Multilingual abstracts

Please see Additional file 1 for translations of the abstract into the six official working languages of the United Nations.

Introduction

The Global Burden of Disease Study 2010 reports an increase of 111,000 deaths globally attributable to malaria and neglected tropical diseases (NTDs) (including chagas, leishmaniasis, African trypanosomiasis, schistosomiasis, cysticercosis, echinococcosis, dengue, rabies, ascariasis, as well as other NTDs) in the last two decades, with substantial regional variations and Sub-Saharan Africa accountable for most of the premature mortalities [1, 2]. In 2010, the global deaths from human immunodeficiency virus (HIV)/ acquired immunodeficiency syndrome (AIDS) have increased to 1.5 million, and malaria mortality rose to 1.17 million. Mortality from NTDs rose to 152,000, while tuberculosis (TB) killed 1.2 million people that same year [2]. The United Nations (UN) Millennium Declaration which translated into the Millennium Development Goals (MDGs) underscored the need to combat HIV/AIDS, malaria, and TB, while other infectious diseases including most of the tropical diseases collectively termed as NTDs have slipped into a ‘neglected’ category, by default [36]. NTDs along with HIV, TB, and malaria are collectively referred to as ‘infectious diseases of poverty’ (IDoPs), and these are primarily concentrated in rural areas of Sub-Saharan Africa, Asia, and Latin America, with geographic overlap resulting in high levels of co-infection [711]. It is estimated that more than 90% of the total impact as a result of death and disability caused by neglected diseases occurs in Sub-Saharan Africa [12].

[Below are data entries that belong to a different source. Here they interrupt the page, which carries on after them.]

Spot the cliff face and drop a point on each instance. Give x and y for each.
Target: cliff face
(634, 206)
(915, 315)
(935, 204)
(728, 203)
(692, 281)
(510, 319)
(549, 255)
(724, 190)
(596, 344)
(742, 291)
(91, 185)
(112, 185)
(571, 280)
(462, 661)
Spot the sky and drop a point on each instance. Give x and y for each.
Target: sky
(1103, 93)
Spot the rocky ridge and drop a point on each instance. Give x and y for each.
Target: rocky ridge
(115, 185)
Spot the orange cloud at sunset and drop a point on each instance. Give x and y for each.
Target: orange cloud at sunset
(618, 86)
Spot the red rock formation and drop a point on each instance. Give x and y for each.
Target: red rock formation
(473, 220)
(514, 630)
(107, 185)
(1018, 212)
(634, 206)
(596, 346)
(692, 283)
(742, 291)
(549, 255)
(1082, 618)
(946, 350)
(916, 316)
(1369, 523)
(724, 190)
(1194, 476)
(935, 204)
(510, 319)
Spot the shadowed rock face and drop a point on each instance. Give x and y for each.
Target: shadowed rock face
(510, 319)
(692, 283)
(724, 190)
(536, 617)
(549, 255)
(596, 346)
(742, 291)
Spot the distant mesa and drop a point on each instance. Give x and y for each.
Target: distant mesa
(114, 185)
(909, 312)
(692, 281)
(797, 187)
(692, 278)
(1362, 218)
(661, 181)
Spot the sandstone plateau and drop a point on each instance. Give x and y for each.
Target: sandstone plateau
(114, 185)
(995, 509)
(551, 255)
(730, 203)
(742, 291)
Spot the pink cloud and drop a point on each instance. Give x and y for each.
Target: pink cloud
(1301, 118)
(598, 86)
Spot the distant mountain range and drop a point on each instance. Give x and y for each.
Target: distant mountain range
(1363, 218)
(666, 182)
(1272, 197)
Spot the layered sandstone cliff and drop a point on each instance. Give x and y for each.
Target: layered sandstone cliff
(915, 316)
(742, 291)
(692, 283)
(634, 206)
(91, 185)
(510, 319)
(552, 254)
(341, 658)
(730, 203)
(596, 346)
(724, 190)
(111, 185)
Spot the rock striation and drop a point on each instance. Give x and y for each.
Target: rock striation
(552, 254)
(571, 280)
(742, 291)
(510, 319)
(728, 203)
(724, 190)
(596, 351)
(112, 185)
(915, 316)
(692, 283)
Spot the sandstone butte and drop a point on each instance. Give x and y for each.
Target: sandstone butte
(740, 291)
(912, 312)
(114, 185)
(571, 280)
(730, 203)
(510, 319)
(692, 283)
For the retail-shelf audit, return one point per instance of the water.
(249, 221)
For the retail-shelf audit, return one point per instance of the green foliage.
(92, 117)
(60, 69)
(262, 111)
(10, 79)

IDoP disproportionately affect the poorest populations in the world and contribute to a cycle of poverty as a result of decreased productivity ensuing from long-term illness, disability, and social stigma [3, 5]. The affected populations usually have fewer material, physical, and financial resources to draw from and limited or no access to integrated health care, prevention tools and medications, thus resulting in the most severe adverse impacts. Various social determinants also compound the issue and these include gender dilemmas, unemployment, illiteracy, poor nutrition, indoor air pollution, political instability, and lack of access to proper sanitation and health education, among others [3]. The socioeconomic and physical conditions of those living in poverty create environments that facilitate the transmission of vectors and pathogens consequently leading to long-term illness that further exacerbates poverty by diminishing productivity. Furthermore, global attention and resources have been focused on HIV/AIDS, malaria, and TB as these are specifically outlined in MDG 6, while NTDs have consequently been relegated into the group of “other diseases”, and until 2010, NTDs represented only 0.6% of the total international development assistance for health [13] despite affecting as many poor people as the big three diseases.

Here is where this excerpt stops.